Hebaron ekşi bir ses tonuyla araya girdi ve başını dövüşün olduğu yere çevirdi. Bunu gören Ruth yüksek sesle lanet etti.

"Soru şu ki, hala tedavi olma şansın olacak mı? Devam edip bu durumda savaşırsan, ilk ölen siz olacaksın, Sör Nirta!"

"Öyleyse hararetle dua etsen iyi olur." Hebaron ona ters ters baktı, dişleri sımsıkı gıcırdıyordu. "Kendin söyledin! Beni lanetleyen canavarın kale duvarlarının dışında olma ihtimali yüksek. Senin lanetimi bozmanı beklemektense kafasını keserek bu lanetten kurtulmam daha çabuk olur.''

"Lanet olası piç... iyi! Sör Nirta, o zaman ne istersen onu yap!"

Hebaron omuzlarını silkti ve kale kapılarına doğru yürüdü. Max aceleyle peşinden koştu ve onu durdurmaya çalıştı ama Ruth onun kolunu tuttu.

"Kimseyi dinlemeyecek. Bırak gitsin."

''A-ama… o tür bir yaralanmayla mücadele edemeyecek. Ruth, sen de biliyorsun. Bu durumda kılıç kullanırsa…''

"O lanet olası adam, yarası yırtılsa bile gözünü kırpmadan o lanet şeyi kullanacak." Ruth derin bir nefes alırken tükürdü. "Savunma büyüsü araçlarının uzun süre dayanması için dua et."

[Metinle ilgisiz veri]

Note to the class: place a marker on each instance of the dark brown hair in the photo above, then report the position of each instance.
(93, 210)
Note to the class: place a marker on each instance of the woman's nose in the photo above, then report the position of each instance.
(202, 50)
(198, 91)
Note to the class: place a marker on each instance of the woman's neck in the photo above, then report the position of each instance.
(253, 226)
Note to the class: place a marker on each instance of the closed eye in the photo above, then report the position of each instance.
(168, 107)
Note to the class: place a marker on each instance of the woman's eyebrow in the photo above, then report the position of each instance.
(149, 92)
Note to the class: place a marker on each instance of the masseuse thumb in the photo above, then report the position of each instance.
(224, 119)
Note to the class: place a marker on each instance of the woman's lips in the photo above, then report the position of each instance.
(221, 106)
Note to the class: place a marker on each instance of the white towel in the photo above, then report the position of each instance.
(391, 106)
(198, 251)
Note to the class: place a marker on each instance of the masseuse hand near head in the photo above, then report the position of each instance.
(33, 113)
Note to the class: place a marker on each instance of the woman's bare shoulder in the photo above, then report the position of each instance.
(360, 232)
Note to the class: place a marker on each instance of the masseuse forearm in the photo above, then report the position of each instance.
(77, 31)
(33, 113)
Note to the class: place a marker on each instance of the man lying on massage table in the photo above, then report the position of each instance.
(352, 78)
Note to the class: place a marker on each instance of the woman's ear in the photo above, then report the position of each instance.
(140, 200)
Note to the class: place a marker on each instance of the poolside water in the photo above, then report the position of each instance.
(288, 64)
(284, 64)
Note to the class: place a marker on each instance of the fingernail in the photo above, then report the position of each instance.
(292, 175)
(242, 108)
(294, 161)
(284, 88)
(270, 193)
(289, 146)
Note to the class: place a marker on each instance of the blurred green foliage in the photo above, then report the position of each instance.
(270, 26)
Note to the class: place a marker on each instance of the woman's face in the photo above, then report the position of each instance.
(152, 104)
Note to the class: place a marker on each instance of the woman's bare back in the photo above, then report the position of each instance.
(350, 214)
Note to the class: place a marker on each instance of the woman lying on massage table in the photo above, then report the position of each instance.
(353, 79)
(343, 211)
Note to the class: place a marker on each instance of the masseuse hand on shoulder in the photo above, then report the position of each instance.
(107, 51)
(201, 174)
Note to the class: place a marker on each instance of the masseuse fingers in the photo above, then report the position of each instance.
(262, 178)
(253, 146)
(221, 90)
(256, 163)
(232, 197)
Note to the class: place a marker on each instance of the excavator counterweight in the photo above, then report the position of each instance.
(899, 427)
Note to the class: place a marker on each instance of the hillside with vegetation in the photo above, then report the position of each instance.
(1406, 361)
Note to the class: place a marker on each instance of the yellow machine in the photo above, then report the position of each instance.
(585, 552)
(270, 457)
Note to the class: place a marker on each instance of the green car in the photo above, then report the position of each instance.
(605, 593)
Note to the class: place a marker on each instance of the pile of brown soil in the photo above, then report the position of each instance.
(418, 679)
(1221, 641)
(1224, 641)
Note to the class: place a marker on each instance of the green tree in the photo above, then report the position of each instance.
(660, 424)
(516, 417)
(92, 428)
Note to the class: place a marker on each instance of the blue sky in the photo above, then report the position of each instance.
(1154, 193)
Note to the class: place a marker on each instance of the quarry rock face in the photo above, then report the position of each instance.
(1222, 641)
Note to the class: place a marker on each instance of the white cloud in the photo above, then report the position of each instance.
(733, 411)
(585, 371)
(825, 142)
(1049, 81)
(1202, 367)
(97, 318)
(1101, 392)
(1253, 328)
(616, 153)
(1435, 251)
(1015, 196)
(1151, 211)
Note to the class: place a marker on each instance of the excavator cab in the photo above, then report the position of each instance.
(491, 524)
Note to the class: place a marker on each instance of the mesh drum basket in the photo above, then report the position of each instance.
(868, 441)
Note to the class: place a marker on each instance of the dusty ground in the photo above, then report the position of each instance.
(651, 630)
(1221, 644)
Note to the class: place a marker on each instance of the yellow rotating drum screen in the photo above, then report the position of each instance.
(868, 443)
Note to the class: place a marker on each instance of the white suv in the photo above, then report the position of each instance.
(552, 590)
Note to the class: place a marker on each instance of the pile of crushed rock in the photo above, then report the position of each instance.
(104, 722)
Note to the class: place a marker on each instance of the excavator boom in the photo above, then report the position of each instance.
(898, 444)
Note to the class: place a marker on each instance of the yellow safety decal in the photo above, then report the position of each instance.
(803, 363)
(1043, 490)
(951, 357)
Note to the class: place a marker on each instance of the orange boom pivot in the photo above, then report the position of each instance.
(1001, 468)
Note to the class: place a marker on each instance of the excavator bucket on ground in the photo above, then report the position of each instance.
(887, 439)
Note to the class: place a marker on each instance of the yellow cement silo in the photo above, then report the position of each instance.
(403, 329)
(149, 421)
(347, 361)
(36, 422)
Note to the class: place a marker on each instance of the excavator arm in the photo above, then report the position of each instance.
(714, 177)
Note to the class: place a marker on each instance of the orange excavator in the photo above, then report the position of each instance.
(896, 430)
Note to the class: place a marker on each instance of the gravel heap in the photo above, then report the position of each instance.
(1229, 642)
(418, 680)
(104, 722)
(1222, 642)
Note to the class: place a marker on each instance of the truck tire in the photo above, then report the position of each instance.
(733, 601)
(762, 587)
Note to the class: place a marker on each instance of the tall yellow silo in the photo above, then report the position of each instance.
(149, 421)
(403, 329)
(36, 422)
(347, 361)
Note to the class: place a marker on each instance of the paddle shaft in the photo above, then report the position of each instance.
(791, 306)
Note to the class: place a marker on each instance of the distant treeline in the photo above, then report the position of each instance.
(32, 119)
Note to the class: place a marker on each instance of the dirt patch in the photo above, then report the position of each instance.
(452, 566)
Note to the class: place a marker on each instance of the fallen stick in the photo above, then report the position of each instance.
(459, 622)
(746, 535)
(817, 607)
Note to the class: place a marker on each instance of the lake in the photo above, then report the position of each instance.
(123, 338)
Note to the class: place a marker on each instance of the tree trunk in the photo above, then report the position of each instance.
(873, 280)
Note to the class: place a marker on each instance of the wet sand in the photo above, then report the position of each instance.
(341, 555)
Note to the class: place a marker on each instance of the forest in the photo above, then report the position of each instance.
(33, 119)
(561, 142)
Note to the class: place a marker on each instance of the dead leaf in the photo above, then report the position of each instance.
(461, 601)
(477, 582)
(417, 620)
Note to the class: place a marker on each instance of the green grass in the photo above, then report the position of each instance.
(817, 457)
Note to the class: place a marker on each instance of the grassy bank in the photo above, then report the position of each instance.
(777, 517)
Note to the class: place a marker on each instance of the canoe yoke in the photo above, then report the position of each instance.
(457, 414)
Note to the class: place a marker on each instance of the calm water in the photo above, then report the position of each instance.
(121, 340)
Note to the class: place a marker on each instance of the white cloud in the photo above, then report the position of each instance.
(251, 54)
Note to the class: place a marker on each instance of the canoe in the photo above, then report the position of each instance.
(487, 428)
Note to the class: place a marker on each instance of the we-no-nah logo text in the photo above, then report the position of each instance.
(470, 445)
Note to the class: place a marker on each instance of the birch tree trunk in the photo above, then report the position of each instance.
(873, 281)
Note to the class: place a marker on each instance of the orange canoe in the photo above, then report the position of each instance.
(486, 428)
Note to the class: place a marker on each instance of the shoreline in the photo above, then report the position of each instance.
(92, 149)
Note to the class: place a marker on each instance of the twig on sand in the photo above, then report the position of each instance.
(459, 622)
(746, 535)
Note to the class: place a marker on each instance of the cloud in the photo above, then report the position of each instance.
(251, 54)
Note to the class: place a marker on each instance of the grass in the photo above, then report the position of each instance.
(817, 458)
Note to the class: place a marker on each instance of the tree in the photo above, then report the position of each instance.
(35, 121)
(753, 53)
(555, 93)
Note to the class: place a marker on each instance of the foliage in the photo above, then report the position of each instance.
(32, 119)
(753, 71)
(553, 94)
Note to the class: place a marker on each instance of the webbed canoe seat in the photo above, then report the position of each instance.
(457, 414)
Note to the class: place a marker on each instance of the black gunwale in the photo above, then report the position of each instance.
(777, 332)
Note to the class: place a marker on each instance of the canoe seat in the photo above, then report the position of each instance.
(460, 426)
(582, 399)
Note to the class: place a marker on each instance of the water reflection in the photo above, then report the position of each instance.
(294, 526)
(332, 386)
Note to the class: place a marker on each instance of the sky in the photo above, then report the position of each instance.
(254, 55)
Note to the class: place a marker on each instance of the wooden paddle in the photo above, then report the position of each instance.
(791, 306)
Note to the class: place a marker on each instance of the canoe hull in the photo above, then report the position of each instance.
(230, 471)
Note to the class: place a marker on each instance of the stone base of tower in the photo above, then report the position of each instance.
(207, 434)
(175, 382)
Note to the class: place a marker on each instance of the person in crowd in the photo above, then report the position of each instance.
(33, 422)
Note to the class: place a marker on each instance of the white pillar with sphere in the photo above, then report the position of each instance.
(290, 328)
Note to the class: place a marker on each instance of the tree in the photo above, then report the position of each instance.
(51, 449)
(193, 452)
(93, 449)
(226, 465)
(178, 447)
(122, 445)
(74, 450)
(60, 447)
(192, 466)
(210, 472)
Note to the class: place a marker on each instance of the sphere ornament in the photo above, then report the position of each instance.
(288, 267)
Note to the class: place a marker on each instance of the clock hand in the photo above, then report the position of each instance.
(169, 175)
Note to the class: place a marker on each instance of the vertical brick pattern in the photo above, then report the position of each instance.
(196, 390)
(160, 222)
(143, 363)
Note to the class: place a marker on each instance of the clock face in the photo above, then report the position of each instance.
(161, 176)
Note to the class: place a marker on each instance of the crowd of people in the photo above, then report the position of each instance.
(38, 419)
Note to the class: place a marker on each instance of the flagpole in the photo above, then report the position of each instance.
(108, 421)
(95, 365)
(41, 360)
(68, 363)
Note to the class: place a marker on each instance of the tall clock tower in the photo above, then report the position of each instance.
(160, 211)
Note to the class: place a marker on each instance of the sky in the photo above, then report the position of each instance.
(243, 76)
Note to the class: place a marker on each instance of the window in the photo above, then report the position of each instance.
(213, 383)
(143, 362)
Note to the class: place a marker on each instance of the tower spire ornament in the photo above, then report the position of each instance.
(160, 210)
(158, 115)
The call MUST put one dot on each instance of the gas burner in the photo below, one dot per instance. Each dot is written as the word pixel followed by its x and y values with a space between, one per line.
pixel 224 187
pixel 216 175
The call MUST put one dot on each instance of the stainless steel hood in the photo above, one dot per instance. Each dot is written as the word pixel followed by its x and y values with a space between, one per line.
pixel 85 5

Ruth'un sesindeki acı tonu duyan Max, endişeyle Hebaron'a baktı. Şövalye atına o kadar zahmetsizce bindi ki, kötü bir yaralanma geçirdiğine inanmak zordu. Ardından, savaş hatlarını oluşturan Arşidük Aren'e yaklaşmaya gitti. Onların savaşa hazırlandıklarını gördükçe konuşmaları daha da sertleşti.

"Sör Ni-Nirta'yı lanetleyen canavar... dışarıda bir yerde, ne demek istiyorsun?"

''…orada olduğu anlamına geliyor.''

Ruth yüzünü sertçe ovuşturdu ve kalenin içindeki bir yeri işaret etti. Max elini takip ederek başını çevirdi ve nefesini tuttu. Bir yığın halindeki hortlakların cesetleri kıvrıldı ve yavaşça seğirdi. Ruth, uzun mızraklara saplanmış olmasına rağmen hareket eden yaratıklara bakarken sakin bir şekilde konuştu.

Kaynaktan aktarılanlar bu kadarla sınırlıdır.